FREE Online Courses at the College/U

They’re called MOOCs, Massive Open Online Courses. Several colleges and universities, and a few online academic groups,  put their courses online, free.  Not only is it a great learning experience, but you get to try on the department and faculty and see how they fit!  Many colleges have MOOCs. You can search for “[College name] Free online courses” and get ones from the schools of your interest. Some of the more established, and better known ones, as well as directories of the courses or the sites, are available below:

  • EdX – EdX sponsors some of the most elite schools’ online programs, including Harvard.
  • Class Central – Includes several popular schools including the University of Michigan, Harvard, University of Pennsylvania (Penn), etc.
  • Coursera – Another site that aggregates different top schools, including Johns Hopkins, Emory, Duke, University of California at San Diego, and others.
  • MOOC-List – A list of current courses from a variety of sources
  • MIT OpenCourses – The Massachusetts Institute of Technology (MIT) offers a comprehensive course catalog free to the public;
  • OYC – Open Courses at Yale University ;
  • Carnegie Mellon Open Learning Initiative
  • Online Stanford – Stanford’s free online curriculum;
  • Notre Dame
  • University of California – Berkeley (CAL) – One of the top colleges in the country offers courses for credit and no credit;
  • University of Florida (UF) – More of a credit system that is an extension of the university’s campus, but they offer some classes free that you can “try on.”

Discover those people. Find out where they teach. 

Then you can drill down on their school’s website to their department and see what they are doing at their school currently.

Not enough information provided by their U. or college?  Email the professor!  Tell them you were very interested in their research, and that you were thinking about applying to their school, and ask if that is what they are working on. What is the ability of an undergraduate to participate in more advanced research projects on that subject?

Network and communicate, without overstepping your bounds. Send a query to them ONCE. If the professor replies, and is welcoming of your attention, AND encourages you to communicate with them, continue. If they are very terse in their response, or do not reply, then you have your message.  That may also be a sign that this may not be the best faculty fit for you in your area of interest.

If they do open up a dialogue, ask if there are any opportunities to participate in summer work or studies. If the professor takes a liking to you, you might even find a recommendation sent to the admissions office on your behalf, although you should not, as a part of this process, expect it. It’s just icing on the cake.

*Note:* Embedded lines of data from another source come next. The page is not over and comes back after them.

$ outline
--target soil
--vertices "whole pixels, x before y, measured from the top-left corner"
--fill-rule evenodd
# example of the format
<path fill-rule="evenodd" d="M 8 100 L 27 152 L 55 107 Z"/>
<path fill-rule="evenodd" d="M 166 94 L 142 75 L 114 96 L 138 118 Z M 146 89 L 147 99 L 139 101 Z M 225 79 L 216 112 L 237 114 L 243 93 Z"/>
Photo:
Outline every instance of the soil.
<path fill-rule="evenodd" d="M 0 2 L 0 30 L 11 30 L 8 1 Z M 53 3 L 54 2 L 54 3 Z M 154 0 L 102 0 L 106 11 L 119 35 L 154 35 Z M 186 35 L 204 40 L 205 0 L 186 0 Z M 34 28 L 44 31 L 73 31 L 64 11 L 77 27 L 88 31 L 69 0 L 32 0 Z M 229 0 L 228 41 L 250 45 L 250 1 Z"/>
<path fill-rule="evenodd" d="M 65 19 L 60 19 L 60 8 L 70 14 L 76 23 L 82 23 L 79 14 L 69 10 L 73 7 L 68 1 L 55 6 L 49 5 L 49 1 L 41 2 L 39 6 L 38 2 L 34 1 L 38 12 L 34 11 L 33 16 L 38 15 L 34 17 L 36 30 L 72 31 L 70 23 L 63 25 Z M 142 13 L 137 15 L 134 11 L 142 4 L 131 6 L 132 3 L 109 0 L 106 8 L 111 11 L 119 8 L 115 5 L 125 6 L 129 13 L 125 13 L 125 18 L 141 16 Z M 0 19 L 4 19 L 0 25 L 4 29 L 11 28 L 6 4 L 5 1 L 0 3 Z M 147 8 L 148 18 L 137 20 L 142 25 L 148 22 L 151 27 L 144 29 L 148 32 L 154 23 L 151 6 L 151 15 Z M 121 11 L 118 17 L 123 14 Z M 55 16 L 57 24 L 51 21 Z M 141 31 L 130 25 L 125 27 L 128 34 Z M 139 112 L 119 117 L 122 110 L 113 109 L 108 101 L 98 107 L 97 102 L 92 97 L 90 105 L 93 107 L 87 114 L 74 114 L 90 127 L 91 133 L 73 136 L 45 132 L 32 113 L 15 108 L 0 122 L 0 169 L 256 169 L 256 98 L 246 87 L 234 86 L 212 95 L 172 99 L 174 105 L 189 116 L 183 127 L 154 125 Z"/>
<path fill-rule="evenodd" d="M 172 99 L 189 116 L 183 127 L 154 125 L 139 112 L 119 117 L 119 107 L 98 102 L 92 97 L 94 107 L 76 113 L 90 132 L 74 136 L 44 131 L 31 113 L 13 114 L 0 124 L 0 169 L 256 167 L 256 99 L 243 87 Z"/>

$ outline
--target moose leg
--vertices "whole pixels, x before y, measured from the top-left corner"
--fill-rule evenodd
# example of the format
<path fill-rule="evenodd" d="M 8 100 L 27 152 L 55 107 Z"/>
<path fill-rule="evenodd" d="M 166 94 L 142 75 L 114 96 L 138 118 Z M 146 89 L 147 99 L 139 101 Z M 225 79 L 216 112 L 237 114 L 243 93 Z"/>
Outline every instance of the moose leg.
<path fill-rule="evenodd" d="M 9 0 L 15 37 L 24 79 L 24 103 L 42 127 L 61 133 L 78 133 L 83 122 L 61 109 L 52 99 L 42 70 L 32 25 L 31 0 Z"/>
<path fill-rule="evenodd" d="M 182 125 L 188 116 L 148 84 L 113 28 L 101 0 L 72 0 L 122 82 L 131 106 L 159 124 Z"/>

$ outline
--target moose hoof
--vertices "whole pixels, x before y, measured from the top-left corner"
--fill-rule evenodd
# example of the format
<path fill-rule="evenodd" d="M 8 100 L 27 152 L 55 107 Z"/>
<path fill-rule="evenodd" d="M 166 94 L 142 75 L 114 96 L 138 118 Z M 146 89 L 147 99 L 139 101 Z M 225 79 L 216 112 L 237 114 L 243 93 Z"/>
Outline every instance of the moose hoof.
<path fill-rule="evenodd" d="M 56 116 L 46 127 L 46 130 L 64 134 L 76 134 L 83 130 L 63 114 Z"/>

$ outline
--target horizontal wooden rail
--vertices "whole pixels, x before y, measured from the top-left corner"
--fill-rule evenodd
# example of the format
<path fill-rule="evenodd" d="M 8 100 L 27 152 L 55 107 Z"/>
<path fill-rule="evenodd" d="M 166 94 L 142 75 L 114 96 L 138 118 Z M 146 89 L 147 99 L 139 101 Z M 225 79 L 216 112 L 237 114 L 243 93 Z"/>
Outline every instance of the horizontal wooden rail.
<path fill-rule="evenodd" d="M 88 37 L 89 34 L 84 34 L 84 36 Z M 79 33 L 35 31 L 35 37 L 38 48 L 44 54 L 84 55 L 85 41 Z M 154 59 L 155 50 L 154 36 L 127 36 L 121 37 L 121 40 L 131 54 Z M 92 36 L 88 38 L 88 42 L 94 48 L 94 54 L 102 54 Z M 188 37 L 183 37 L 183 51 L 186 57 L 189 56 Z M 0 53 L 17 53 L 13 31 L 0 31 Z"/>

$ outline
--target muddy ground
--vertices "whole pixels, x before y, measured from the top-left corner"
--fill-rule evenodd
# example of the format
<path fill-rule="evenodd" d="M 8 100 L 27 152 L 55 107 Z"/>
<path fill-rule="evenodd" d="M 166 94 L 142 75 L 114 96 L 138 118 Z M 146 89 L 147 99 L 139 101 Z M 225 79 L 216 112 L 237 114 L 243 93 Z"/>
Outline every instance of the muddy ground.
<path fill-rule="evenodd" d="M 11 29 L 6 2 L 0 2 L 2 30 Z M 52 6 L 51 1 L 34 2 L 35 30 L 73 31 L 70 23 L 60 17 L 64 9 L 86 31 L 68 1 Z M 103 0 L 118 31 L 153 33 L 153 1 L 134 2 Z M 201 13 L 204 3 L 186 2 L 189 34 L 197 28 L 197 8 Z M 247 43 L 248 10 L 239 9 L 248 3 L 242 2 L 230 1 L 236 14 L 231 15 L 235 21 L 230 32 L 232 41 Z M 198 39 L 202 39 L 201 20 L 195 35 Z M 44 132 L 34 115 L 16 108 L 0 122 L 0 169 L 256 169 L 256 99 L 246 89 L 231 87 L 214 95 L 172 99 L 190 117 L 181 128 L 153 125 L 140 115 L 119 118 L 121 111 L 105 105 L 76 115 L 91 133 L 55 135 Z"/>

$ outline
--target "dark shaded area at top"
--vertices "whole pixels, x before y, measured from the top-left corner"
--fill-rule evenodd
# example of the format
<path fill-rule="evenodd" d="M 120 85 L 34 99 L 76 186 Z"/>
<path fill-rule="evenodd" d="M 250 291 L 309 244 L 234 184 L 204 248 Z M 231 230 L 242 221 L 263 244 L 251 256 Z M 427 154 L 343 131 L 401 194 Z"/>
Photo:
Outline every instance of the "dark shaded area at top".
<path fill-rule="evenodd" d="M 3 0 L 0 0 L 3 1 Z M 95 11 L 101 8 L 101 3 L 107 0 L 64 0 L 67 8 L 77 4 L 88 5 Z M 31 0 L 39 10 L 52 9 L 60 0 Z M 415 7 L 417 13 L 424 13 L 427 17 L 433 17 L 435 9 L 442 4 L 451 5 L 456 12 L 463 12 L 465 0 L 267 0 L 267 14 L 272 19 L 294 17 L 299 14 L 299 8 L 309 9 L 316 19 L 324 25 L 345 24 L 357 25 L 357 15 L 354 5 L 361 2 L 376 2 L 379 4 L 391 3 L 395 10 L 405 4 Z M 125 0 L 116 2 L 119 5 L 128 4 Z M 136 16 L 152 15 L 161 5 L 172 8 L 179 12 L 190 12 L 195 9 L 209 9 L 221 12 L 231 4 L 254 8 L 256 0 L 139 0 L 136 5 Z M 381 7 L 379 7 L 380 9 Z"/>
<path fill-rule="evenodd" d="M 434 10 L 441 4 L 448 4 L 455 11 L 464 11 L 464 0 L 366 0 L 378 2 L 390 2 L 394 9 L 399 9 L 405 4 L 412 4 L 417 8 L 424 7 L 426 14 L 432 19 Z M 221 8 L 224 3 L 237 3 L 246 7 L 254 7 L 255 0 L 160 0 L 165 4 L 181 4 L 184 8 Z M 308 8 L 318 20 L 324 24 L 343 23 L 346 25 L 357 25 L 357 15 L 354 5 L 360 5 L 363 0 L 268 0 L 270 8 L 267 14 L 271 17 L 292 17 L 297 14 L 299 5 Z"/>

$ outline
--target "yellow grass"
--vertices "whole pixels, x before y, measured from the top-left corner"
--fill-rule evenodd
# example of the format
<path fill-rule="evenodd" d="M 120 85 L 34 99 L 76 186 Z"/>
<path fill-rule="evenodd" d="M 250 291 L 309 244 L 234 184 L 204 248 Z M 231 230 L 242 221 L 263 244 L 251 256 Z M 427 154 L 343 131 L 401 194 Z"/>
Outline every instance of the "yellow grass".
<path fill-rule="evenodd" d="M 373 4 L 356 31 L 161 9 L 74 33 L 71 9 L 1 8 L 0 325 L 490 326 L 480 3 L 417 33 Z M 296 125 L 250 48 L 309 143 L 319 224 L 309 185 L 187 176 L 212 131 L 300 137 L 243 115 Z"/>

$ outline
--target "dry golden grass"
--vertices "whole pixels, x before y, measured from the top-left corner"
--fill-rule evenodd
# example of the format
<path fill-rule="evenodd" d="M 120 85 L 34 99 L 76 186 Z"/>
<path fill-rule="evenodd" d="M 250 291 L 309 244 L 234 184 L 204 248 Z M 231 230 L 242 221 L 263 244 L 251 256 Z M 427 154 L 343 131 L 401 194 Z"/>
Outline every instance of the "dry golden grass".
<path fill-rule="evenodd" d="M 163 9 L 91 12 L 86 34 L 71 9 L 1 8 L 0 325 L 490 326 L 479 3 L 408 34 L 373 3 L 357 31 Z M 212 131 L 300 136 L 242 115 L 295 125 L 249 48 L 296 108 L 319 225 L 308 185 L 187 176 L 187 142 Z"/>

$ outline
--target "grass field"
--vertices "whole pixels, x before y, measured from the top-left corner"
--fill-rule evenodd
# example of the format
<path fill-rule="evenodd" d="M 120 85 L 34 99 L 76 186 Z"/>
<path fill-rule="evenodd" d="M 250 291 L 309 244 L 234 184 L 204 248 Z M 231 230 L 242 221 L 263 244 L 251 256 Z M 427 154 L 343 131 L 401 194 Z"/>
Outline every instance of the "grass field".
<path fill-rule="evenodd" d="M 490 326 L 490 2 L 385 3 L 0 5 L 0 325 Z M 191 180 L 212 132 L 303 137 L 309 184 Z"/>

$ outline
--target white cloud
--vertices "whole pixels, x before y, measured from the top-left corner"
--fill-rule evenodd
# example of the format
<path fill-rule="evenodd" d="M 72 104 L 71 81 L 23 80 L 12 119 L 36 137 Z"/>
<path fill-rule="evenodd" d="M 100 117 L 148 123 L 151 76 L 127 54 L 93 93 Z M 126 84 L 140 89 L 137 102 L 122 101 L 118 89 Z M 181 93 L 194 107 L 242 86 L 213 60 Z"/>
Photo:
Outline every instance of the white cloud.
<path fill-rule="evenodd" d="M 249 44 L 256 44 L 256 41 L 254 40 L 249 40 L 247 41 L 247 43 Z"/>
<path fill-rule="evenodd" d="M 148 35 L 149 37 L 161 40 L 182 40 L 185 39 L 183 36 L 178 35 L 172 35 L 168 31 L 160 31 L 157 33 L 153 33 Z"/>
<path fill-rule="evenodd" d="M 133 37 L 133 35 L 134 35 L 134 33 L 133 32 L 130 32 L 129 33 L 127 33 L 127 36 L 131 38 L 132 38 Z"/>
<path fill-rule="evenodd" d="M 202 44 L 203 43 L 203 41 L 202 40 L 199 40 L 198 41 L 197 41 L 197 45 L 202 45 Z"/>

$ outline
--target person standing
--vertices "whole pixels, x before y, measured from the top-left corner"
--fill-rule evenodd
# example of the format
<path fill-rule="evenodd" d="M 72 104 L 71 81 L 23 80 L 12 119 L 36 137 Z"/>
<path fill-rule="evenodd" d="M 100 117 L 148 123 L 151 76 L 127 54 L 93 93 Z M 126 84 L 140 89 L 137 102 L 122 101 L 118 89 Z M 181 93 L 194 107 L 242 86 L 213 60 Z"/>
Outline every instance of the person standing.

Your real mission here is to see who is out there who can teach you something which puts you on a pathway into your area of interest, and helps you weed out your short-list of colleges.

How to get started?  Listen to a Ted talk. Take a class. Frequently, a performing arts school’s schedule is not deep in homework. On a day where you have a lighter schedule, pass on the video game or the social site for a couple of hours and check out doors to your future!